A Pilot Got Sucked Out Of Plane At 23,000ft for 20 Minutes!

A Pilot Got Sucked Out Of Plane At 23,000ft for 20 Minutes!

Imagine the horror of being sucked out of an airplane mid-flight. This shocking incident happened to Captain Timothy Lancaster of British Airways Flight 5390. On June 10, 1990, during a routine flight from Birmingham, England, to Málaga, Spain, the plane experienced an explosive decompression. At 23,000 feet in the air, the captain was partially ejected from the aircraft and stayed that way for a terrifying 20 minutes until the crew managed to land safely. The story of how the crew saved him is nothing short of miraculous. Let’s have a closer look.

Captain’s Torso Hung Outside!

British Airways Flight 5390, operated by a BAC One-Eleven 528FL aircraft, took off from Birmingham Airport heading to Málaga. The journey was expected to be uneventful, a typical routine flight. However, as the plane flew over Didcot, Oxfordshire, an improperly installed windscreen panel suddenly separated from its frame. This caused a catastrophic explosive decompression. The force of the decompression pulled Captain Lancaster out of the cockpit window. His torso hung outside the aircraft while his legs remained inside.

Image source: NZ Herald (pilot Tim Lancaster)

The Crew Held On To The Captain!

Flight attendant Nigel Ogden was the first to respond. He rushed to the cockpit and grabbed Lancaster’s legs. He desperately tried to keep the pilot from being completely sucked out. The situation inside the cockpit was dire, with fast winds and mist making it incredibly challenging. Despite his best efforts, Lancaster kept slipping further out due to the intense wind pressure.

Another crew member soon joined Ogden to help save the captain. Together, they held on tightly to Lancaster. Meanwhile, co-pilot Alistair Atchison took control of the plane. He shouted “Mayday! Mayday!” into the radio requesting an emergency landing, but struggled to hear the control tower’s commands due to the heavy wind noise. Despite these challenges, Atchison skillfully managed to navigate the plane. It successfully landed at Southampton Airport.

Image source: Sam Chui

Aftermath and Recovery

Upon landing, both Captain Lancaster and Nigel Ogden received immediate medical attention. Lancaster suffered frostbite, fractures to his arm and wrist, and a broken thumb. His first words after the ordeal were, “I want to eat,” bringing immense relief to the crew.

Ogden, who had dislocated his shoulder and suffered frostbite injuries, left the aviation industry due to PTSD (Post-traumatic disorder) but found a new role at a Salvation Army hospital. Captain Lancaster remarkably returned to duty after five months of recovery.

First Officer Alastair Atchison, along with crew members Susan Gibbins and Nigel Ogden, received the Queen’s Commendation for Valuable Service in the Air for their heroic actions.

Image source: NZ Herald

Investigation and Findings

An investigation revealed that the windscreen had been installed with bolts that were too small and of the wrong length. The maintenance manager had fitted 84 bolts that were 0.026 inches too small in diameter and six bolts that were the correct diameter but 0.1 inches too short. The bolts couldn’t withstand the pressure difference between the cabin and the outside atmosphere.

This crucial error occurred because the maintenance manager replaced the bolts on a like-for-like basis without checking the maintenance documentation.
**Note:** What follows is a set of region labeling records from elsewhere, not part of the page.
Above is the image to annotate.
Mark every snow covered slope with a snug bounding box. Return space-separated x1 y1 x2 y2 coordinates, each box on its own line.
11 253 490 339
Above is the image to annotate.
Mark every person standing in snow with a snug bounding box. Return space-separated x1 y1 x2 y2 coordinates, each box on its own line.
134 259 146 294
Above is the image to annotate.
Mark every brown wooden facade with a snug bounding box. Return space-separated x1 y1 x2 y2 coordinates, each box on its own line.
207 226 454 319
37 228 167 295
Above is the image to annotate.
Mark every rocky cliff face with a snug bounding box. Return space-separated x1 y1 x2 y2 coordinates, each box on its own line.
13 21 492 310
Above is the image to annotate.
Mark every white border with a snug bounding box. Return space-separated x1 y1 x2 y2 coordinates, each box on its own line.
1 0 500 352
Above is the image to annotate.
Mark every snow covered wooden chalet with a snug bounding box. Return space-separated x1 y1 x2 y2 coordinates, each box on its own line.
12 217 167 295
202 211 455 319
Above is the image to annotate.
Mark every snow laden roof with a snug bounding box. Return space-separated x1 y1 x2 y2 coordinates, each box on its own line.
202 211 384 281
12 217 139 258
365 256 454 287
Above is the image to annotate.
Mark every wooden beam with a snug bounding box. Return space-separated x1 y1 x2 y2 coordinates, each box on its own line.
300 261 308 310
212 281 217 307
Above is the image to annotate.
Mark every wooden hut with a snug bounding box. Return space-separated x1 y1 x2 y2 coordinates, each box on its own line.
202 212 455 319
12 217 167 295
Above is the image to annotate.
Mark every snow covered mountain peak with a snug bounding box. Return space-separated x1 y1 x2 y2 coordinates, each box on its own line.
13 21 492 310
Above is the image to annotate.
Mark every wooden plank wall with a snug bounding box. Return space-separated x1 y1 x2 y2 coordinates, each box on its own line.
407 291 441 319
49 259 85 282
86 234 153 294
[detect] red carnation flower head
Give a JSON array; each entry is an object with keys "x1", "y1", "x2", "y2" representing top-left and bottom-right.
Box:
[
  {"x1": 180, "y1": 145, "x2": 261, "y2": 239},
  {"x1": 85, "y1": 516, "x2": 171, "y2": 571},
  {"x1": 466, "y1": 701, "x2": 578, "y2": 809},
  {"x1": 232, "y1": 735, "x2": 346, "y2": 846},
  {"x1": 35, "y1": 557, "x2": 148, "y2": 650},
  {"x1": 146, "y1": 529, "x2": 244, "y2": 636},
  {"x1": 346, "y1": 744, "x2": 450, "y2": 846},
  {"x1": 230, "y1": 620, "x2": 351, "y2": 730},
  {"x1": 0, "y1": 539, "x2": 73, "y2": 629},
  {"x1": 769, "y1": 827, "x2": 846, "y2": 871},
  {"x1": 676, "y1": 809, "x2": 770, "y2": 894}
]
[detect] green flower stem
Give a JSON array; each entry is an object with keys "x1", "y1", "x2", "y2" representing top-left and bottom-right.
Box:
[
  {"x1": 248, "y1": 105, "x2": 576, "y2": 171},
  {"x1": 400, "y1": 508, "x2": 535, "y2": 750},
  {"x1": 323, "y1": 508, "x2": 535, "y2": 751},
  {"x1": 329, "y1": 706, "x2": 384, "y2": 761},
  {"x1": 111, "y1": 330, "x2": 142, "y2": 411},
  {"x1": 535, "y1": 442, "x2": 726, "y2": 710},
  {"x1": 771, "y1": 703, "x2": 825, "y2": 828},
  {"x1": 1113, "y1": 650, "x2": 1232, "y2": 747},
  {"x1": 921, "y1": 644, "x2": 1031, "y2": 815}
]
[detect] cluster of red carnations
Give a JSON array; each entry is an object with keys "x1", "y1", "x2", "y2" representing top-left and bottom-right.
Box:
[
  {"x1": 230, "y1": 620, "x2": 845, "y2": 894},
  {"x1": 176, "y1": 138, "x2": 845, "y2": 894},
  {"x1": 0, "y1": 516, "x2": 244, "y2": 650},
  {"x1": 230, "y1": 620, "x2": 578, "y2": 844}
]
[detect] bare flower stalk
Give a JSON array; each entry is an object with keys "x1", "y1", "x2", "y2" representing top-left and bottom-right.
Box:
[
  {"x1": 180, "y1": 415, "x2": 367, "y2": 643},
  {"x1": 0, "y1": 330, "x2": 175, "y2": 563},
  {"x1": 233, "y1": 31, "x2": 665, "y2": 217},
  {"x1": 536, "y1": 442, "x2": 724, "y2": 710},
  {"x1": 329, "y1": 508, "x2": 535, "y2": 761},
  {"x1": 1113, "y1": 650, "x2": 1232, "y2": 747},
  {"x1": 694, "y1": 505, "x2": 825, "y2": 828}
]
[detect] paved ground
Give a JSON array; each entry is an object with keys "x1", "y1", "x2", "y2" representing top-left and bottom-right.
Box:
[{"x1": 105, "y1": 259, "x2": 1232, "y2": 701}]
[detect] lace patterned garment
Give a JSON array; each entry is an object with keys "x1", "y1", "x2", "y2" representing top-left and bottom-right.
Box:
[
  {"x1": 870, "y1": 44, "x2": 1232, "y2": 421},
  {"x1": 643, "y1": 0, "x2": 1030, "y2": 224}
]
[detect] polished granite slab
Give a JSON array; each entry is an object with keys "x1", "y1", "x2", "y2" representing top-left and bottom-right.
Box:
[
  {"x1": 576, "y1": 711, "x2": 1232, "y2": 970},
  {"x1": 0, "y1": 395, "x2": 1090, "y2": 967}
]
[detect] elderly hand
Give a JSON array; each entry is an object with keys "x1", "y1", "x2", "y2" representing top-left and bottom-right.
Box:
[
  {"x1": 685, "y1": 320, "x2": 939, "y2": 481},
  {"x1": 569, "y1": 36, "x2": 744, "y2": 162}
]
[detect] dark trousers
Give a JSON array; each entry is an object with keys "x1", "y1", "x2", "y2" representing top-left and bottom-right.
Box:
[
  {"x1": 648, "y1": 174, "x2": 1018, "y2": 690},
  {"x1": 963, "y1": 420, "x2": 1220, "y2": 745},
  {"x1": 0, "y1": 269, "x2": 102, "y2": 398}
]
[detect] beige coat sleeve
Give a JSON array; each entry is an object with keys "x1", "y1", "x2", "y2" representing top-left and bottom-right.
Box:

The local management also failed to properly monitor the maintenance work.

The investigators recommended that maintenance staff wear prescription glasses if needed and that critical tasks should be verified by another individual. The findings highlighted the need for strict adherence to maintenance protocols to prevent such incidents in the future.

Image source: Aerotime


The incident of British Airways Flight 5390 is a stark reminder of the importance of rigorous maintenance protocols in aviation. The heroic actions of the crew, especially the quick response and determination of Nigel Ogden and the skillful piloting of Alastair Atchison, saved Captain Lancaster’s life and ensured the safety of all on board. This extraordinary event underscores the critical role of teamwork and strict safety measures in preventing disasters in the skies.